Prep the oven and pan: Preheat your oven to 375°F (190°C).
Grease a 9x13-inch baking dish with butter or olive oil.
Cook the bacon: In a large skillet over medium heat, cook the chopped bacon until crisp. Remove with a slotted spoon and set aside. Leave 1–2 tablespoons of bacon fat in the skillet.
Sauté the cabbage: Add the chopped cabbage to the skillet with a pinch of salt and pepper.
Cook, stirring often, for 8–10 minutes until it softens and reduces in volume. If the pan looks dry, add a little butter. Transfer the cabbage to the prepared baking dish and spread it in an even layer.
Brown the beef: In the same skillet, add the ground beef and diced onion.
Season with salt, black pepper, smoked paprika, onion powder, thyme, and red pepper flakes.
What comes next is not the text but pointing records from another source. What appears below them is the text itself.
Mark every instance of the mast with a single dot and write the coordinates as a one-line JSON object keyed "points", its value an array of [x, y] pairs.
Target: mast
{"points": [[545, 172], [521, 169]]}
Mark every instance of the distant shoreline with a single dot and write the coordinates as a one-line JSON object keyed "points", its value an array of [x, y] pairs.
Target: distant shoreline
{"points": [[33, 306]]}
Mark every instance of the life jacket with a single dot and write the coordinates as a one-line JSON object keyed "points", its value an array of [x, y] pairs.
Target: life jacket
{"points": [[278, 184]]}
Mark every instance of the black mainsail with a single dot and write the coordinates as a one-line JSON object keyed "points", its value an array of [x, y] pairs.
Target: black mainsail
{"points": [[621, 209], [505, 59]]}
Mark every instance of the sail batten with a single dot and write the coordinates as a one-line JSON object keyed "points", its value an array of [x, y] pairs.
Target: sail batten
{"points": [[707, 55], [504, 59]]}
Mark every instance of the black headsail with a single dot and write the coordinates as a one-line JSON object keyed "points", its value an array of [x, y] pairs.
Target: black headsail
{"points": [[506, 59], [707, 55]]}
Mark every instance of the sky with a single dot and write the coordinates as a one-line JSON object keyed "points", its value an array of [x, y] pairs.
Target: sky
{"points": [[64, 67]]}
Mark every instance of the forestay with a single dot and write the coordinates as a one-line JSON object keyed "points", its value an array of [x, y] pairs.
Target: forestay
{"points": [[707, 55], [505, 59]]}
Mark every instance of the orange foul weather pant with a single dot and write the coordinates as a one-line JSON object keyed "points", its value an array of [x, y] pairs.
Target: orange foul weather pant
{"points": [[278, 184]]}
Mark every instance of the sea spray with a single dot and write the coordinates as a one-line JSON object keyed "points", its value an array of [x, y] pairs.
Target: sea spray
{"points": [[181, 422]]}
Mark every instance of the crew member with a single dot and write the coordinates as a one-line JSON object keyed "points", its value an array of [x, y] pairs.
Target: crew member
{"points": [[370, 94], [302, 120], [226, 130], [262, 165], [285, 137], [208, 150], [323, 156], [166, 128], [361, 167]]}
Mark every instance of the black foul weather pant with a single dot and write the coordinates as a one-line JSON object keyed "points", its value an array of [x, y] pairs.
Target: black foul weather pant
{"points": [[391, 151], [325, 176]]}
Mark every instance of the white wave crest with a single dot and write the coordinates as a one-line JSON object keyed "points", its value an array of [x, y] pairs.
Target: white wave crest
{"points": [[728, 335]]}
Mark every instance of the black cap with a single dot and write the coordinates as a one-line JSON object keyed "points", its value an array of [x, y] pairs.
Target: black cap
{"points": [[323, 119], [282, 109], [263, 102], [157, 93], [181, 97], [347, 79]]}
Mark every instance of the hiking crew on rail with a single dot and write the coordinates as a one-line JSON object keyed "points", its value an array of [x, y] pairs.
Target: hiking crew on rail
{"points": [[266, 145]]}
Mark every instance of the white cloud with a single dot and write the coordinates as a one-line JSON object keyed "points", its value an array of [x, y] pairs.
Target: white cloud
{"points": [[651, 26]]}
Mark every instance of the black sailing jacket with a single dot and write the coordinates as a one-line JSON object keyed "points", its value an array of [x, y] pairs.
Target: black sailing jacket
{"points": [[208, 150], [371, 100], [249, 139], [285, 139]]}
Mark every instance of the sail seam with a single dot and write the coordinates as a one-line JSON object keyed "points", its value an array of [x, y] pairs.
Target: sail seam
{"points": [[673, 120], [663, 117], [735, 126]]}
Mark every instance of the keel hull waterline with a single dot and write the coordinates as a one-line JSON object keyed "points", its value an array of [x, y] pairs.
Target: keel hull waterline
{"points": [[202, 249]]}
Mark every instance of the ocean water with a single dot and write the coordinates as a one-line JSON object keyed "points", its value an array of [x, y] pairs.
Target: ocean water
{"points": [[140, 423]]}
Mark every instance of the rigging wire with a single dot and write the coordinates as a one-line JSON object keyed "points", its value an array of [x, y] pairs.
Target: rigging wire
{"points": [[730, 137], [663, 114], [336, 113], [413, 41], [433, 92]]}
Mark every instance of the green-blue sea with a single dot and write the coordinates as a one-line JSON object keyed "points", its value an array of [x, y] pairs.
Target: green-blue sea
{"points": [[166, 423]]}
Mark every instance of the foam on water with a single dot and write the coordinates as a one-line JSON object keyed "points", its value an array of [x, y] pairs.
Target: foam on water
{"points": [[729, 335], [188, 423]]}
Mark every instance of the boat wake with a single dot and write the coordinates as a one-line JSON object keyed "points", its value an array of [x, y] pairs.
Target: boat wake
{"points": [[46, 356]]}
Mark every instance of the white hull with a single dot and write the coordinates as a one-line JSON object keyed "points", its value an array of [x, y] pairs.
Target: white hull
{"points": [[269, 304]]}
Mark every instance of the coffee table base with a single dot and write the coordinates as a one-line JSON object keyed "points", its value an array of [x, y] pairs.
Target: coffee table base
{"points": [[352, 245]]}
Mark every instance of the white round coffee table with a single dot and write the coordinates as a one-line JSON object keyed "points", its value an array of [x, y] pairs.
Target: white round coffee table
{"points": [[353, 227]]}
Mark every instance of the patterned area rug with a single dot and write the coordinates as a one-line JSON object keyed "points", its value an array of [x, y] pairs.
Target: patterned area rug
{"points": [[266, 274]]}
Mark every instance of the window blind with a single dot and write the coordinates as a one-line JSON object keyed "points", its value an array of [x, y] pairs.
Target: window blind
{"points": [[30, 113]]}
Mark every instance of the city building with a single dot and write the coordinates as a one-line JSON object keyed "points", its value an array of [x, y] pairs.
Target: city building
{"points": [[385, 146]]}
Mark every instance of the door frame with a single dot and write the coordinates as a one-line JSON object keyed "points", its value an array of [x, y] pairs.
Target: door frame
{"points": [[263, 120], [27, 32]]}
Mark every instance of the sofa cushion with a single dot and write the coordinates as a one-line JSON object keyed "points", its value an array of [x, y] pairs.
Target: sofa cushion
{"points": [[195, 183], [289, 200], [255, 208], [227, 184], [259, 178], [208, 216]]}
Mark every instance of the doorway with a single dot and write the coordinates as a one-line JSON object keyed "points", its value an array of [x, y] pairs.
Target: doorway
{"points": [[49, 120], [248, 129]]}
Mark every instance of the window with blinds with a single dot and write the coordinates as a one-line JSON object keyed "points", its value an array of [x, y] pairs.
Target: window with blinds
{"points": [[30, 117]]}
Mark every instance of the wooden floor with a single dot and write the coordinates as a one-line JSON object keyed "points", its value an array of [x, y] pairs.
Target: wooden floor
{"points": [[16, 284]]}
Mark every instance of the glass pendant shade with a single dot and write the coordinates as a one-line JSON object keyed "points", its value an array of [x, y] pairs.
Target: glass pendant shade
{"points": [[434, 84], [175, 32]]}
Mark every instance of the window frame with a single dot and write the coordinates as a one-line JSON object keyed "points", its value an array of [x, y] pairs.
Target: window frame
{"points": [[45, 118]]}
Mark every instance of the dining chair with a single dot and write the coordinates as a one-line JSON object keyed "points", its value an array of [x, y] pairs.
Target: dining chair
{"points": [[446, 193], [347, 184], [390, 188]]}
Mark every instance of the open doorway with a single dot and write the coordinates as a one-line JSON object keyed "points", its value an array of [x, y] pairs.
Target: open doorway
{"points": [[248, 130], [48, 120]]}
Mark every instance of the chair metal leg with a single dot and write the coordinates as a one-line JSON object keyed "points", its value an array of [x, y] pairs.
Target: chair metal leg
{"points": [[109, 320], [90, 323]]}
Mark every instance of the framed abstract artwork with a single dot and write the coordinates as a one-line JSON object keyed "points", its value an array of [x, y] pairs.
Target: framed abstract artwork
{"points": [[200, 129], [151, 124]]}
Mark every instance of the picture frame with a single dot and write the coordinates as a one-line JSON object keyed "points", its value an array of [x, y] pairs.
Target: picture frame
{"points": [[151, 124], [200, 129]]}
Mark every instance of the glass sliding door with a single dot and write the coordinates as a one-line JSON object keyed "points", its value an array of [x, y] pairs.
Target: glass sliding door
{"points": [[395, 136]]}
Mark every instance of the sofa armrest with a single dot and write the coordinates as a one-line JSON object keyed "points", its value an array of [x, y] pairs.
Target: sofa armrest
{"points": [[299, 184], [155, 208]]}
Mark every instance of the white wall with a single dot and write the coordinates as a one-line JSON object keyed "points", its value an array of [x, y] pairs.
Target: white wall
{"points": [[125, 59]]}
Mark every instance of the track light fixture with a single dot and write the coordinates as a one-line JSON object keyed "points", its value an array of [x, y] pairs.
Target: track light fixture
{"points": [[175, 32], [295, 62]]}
Cook until the beef is browned and the onion is soft, 6–8 minutes. Stir in the minced garlic and cook 1 minute more.
Drain excess fat if needed.
Make the creamy sauce: Reduce heat to low. Stir the heavy cream and cream cheese into the beef mixture. Simmer gently, stirring, until the cream cheese melts and the sauce thickens slightly, 2–3 minutes.
Taste and adjust salt and pepper.
Assemble: Sprinkle half the cheddar over the cabbage. Spoon the creamy beef mixture evenly over the top. Add the mozzarella and remaining cheddar, then scatter the cooked bacon across the surface.
Bake: Place in the oven and bake for 18–22 minutes, until the casserole is bubbling and the cheese is melted with golden spots.
Finish and serve: Let rest for 5–10 minutes so it sets.
Garnish with parsley or chives and green onions. Scoop and serve hot.